By the time they are 10 months old the young giant otters are efficient hunters. Sexual maturity is reached at around 2.5 years of age.
The giant otter is a noisy animal with a diverse range of vocalizations (vocal sounds). A total of 22 distinct sounds used by adults and 11 by the young have been reported.
The sounds range from fast ‘hah’ barks and explosive snorts to low growls and whistles. The various vocalizations are thought to communicate danger, aggression, reassurance and curiosity.
What do giant otters eat?
The diet of the giant otter consists almost entirely of fish, including cichlids, characins (such as piranha) as well as catfish.
When there isn’t enough fish, the giant otter will also feed on small caimans, crabs and turtles as well as anacondas and other snakes. A giant otter will consume roughly 3kg (7lb) – about 10% – of its body weight per day.
The giant otter is known to hunt alone, in pairs and in groups. It prefers to hunt in shallow water, using its keen vision to locate the prey which can be attacked either from above or below. The prey is held in the otter’s forepaws and eaten immediately.
Other species competing for food resources with the giant otter include the neotropical otter (Lontra longicaudis) and various caimans.
Apart from humans, few predators threaten the giant otter. There are reports of caimans preying on giant otters, and historical reports indicate that solitary individuals may be attacked by the jaguar, cougar and anaconda.
Is The Giant Otter Endangered?
The giant otter is rated ‘Endangered’ by the IUCN.
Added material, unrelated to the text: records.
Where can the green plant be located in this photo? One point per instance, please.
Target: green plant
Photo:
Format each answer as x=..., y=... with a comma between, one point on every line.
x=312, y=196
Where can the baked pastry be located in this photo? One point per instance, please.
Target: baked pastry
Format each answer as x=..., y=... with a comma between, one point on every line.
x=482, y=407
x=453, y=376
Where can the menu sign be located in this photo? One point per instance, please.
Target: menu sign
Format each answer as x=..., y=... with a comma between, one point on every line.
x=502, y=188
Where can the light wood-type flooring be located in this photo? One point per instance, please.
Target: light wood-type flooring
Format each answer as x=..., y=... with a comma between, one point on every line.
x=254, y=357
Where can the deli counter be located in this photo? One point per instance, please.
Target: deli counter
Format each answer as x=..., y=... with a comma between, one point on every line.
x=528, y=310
Excessive hunting for its pelts until the late 1970s caused the numbers to plummet. The species is now legally protected, but the remaining population is highly fragmented across the range and most subpopulations are small.
The behavioral patterns of the giant otter make it an easy target for humans, and its late breeding age and low cub survival make it particularly vulnerable to local extinctions.
The main threats to the giant otter include:
- Habitat loss and fragmentation: The river habitat preferred by giant otters is also used by people for settlements, mining, logging, damming, transport and tourism.
- Other human impacts: Humans affect the giant otters also through pollution, overfishing, illegal killing, pathogens spread by domestic animals and keeping otter cubs as pets.